Mit Urteil vom 9.6.2019 (VI ZR 89/18) hat der Bundesgerichtshof (BGH) entschieden, dass ein Fernsehveranstalter, der im Rahmen seiner Beiträge Persönlichkeitsrechte verletzt, auch dann zur Haftung herangezogen werden kann, wenn der Veranstalter selbst den Beitrag nicht mehr zur Verfügung stellt, aber Dritte diesen auf anderen Plattformen wie YouTube oder Facebook weiterverbreiten. Da Meldungen im Internet typischerweise von Dritten verlinkt und kopiert würden, sei die ursprüngliche Zurverfügungstellung des Beitrags auch noch kausal für die Rechtsverletzung durch Weiterverbreitung – so der BGH.

In der Sache ging es um einen Dokumentarfilm mit dem Titel „Provinz der Bosse – die Mafia in Mitteldeutschland“, der vom Mitteldeutschen Rundfunk (MDR) im November 2015 ausgestrahlt wurde und anschließend einen Monat in der Mediathek des Senders abrufbar war. Unter anderem wurde der spätere Kläger unter einem Pseudonym in diesem Beitrag als Finanzverwalter der „Ndragheta“, einem Ableger der kalabrischen Mafia, dargestellt. Gestützt auf eine Verletzung seines Allgemeinen Persönlichkeitsrechts aus Art. 2 Abs. 1, Art. 1 Abs. 1 des Grundgesetzes nahm der Betroffene unter anderem den MDR erfolgreich auf Unterlassung in Anspruch. Ebenfalls im November 2015 wurde der Beitrag allerdings von verschiedenen Dritten unter anderem bei YouTube und Facebook hochgeladen, wogegen der von der Berichterstattung Betroffene anwaltlich vorging.
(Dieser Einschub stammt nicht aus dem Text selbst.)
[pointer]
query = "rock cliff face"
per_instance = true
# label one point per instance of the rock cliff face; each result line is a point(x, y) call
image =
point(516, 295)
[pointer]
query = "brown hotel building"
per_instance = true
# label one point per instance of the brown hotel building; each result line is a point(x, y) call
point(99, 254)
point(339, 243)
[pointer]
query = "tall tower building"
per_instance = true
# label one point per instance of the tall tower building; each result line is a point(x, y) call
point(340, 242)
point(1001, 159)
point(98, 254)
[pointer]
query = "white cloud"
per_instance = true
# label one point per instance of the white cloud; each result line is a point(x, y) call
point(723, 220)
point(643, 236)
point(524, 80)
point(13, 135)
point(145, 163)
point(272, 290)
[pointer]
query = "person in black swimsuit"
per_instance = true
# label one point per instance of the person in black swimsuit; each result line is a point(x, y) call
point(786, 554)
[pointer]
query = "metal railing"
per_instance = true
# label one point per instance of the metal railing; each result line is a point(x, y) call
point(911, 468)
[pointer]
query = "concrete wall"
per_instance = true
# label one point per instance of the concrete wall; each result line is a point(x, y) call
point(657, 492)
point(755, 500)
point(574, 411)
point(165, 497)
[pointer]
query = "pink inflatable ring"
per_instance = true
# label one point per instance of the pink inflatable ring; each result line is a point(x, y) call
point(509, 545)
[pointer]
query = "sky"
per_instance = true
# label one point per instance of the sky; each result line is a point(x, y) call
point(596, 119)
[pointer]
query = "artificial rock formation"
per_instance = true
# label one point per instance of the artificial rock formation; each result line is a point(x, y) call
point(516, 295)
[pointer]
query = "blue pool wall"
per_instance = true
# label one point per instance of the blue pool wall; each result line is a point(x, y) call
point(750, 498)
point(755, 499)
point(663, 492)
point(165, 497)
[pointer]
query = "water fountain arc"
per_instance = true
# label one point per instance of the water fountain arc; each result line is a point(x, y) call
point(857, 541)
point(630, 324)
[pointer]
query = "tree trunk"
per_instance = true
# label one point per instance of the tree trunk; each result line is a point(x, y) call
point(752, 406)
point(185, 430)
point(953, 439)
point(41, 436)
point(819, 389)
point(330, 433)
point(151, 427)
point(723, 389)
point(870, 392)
Mit einer erneuten Klage verlangte er im Anschluss unter anderem vom MDR den Ersatz, der ihm hierdurch entstandenen Anwaltskosten.
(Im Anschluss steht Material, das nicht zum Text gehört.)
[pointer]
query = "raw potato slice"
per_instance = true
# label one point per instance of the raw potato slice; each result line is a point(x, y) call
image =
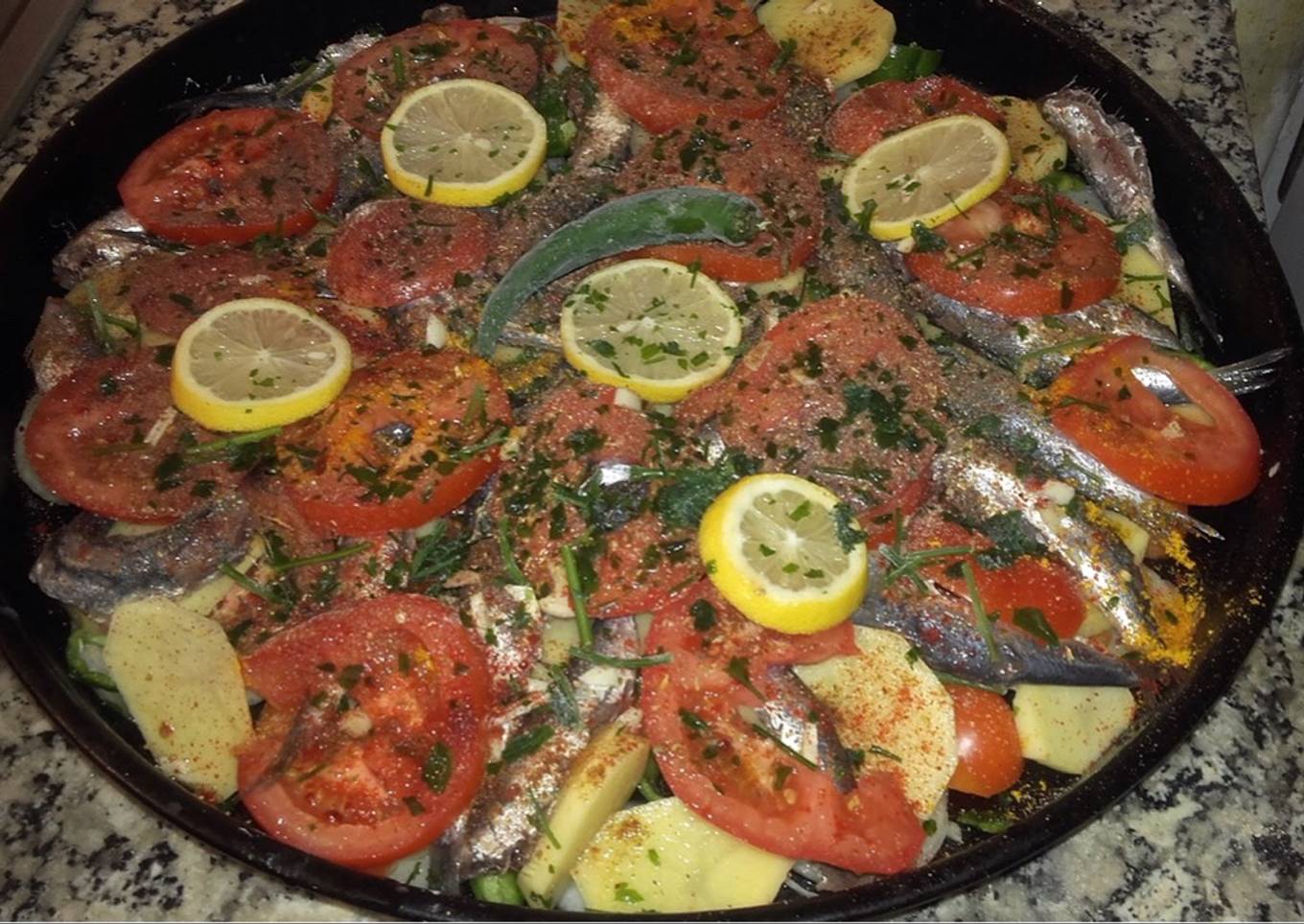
point(662, 856)
point(181, 683)
point(1068, 728)
point(886, 699)
point(600, 782)
point(1036, 148)
point(317, 101)
point(837, 39)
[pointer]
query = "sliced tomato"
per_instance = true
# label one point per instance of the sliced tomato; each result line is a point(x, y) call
point(375, 736)
point(668, 61)
point(1203, 455)
point(169, 292)
point(1028, 583)
point(108, 439)
point(409, 438)
point(713, 759)
point(1022, 252)
point(394, 250)
point(991, 759)
point(232, 174)
point(372, 82)
point(868, 116)
point(843, 392)
point(636, 564)
point(753, 158)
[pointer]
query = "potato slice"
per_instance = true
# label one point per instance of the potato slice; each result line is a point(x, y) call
point(840, 40)
point(318, 100)
point(1068, 728)
point(662, 856)
point(1038, 149)
point(1145, 283)
point(600, 782)
point(883, 700)
point(181, 683)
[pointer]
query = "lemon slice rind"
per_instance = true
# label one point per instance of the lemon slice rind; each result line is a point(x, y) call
point(463, 142)
point(257, 362)
point(927, 173)
point(756, 532)
point(652, 326)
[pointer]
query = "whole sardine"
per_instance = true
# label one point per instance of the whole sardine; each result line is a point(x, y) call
point(991, 403)
point(503, 820)
point(948, 640)
point(796, 717)
point(980, 484)
point(1038, 348)
point(1115, 162)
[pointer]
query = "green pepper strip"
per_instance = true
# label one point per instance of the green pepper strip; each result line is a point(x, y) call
point(77, 663)
point(499, 888)
point(655, 217)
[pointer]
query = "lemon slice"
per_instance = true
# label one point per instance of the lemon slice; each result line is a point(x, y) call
point(463, 142)
point(772, 549)
point(655, 327)
point(257, 362)
point(926, 173)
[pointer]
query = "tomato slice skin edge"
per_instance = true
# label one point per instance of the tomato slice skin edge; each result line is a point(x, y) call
point(449, 681)
point(691, 703)
point(1101, 404)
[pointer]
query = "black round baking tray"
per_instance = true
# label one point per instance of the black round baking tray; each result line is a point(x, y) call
point(1010, 46)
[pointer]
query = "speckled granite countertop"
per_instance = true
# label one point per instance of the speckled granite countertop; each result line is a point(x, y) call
point(1216, 833)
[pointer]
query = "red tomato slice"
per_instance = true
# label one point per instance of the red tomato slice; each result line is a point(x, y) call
point(169, 292)
point(1022, 252)
point(1028, 583)
point(394, 250)
point(375, 736)
point(991, 759)
point(870, 115)
point(754, 158)
point(668, 61)
point(1209, 459)
point(841, 392)
point(232, 174)
point(399, 446)
point(742, 782)
point(87, 443)
point(638, 565)
point(372, 82)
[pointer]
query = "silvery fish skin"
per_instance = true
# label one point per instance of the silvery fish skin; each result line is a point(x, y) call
point(1038, 348)
point(502, 821)
point(61, 344)
point(847, 260)
point(1239, 378)
point(978, 485)
point(1115, 162)
point(83, 566)
point(794, 714)
point(283, 94)
point(948, 640)
point(104, 243)
point(990, 402)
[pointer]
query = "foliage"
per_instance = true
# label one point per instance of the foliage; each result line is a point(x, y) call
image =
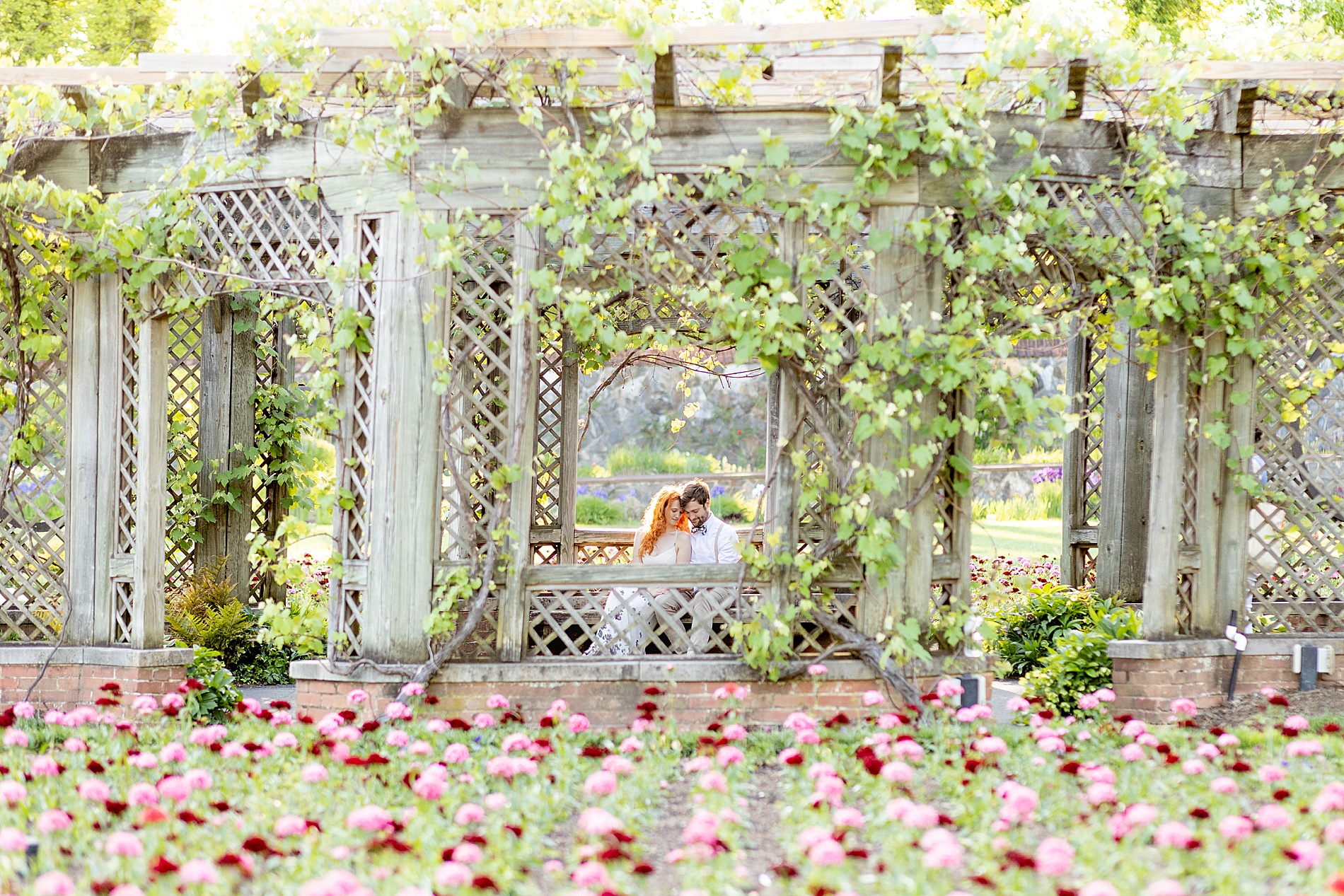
point(339, 802)
point(93, 31)
point(591, 509)
point(1029, 624)
point(1078, 664)
point(210, 692)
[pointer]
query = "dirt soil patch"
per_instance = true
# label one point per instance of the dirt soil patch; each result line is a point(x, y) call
point(1251, 709)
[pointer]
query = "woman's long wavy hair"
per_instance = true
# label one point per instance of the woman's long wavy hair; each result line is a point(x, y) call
point(656, 519)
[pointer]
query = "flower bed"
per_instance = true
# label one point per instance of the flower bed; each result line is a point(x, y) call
point(896, 803)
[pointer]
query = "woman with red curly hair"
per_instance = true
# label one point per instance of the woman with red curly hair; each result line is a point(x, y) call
point(664, 536)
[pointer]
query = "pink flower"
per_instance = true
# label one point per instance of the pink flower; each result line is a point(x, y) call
point(54, 883)
point(827, 852)
point(591, 875)
point(468, 854)
point(124, 844)
point(1269, 774)
point(291, 827)
point(600, 784)
point(1172, 833)
point(1236, 828)
point(1307, 854)
point(1099, 888)
point(1166, 887)
point(598, 822)
point(1305, 747)
point(1184, 707)
point(369, 818)
point(729, 757)
point(1270, 817)
point(1101, 793)
point(468, 813)
point(1054, 857)
point(94, 790)
point(1132, 752)
point(452, 875)
point(52, 821)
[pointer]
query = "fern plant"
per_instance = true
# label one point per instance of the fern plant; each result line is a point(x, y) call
point(204, 613)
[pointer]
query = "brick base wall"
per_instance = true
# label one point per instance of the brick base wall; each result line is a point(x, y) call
point(74, 677)
point(1149, 675)
point(610, 703)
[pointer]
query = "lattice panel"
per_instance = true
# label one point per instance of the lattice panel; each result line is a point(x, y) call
point(267, 237)
point(127, 437)
point(355, 452)
point(476, 406)
point(1297, 530)
point(183, 445)
point(546, 485)
point(633, 621)
point(33, 489)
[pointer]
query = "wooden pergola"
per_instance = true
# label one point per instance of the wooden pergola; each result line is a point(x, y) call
point(1149, 508)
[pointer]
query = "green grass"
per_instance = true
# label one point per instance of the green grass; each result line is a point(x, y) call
point(1018, 537)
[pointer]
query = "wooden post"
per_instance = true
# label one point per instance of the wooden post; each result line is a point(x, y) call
point(403, 487)
point(228, 424)
point(569, 445)
point(1074, 481)
point(1127, 452)
point(1209, 504)
point(902, 277)
point(1234, 530)
point(523, 388)
point(110, 310)
point(1164, 501)
point(147, 628)
point(82, 449)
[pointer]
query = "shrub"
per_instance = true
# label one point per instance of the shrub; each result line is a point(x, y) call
point(1027, 625)
point(591, 509)
point(1079, 663)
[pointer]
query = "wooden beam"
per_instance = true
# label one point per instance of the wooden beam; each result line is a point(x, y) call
point(403, 503)
point(83, 452)
point(1164, 496)
point(147, 625)
point(714, 35)
point(523, 395)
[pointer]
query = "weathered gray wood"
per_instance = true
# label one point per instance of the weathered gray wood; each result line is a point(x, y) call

Während das Landgericht dieser Klage in erster Instanz stattgab, wies das Oberlandesgericht den Anspruch in der Berufung mit der Begründung zurück, dass der Beitrag zwar Ursache für die Weiterverbreitung und damit der MDR als Störer anzusehen sei, aber nicht die notwendige äquivalente und adäquate Kausalität für eine Haftung vorliege. Der nunmehr mit der Revision befasste BGH wiederum hob das Urteil des Oberlandesgerichts teilweise auf und verwies die Sache zur erneuten Entscheidung zurück.

Durch das Zurverfügungstellen des Beitrags in seiner Mediathek, habe der MDR die weitere Veröffentlichung auf anderen Plattformen wie hier unter anderem YouTube und Facebook verursacht. Im Gegensatz zur Auffassung des Oberlandesgerichts seien ihm diese Handlungen, die erneut das Allgemeine Persönlichkeitsrecht des Klägers verletzen, aber auch zurechenbar. Meldungen im Internet – wie Videos in Mediatheken – würden typischerweise von Dritten verlinkt und kopiert, sodass der haftungsrechtliche Zurechnungszusammenhang hier gegeben sei. Insbesondere könne dieser nicht allein deshalb verneint werden, weil es außer der Erstveröffentlichung in der Mediathek noch weitere Ursachen (nämlich das selbstständige Handeln eines Dritten) für die Rechtsverletzung gebe. Laut BGH wirken die (internettypischen) Gefahren, die der Upload in die Mediathek gesetzt hat, in dem Upload durch Dritte auf anderen Plattformen fort. Dabei sah es der BGH als irrelevant für die Zurechnung an, dass auch der MDR gerade kein Interesse am Upload seiner Beiträge auf Drittplattformen durch Dritte hat (sowohl wegen der Weiterverbreitung von persönlichkeitsrechtsverletzenden Inhalten als auch aus urheberrechtlichen Gesichtspunkten heraus). Vielmehr sei hier gerade zu berücksichtigen, dass der Erstveröffentlicher selbst haftungsrechtlich gegen den Weiterverbreiter vorgehen und sich daher finanziell entschädigen könne. Auch die grundrechtlich geschützte Presse- bzw. Rundfunkfreiheit stehe einer solchen Bewertung nicht entgegen.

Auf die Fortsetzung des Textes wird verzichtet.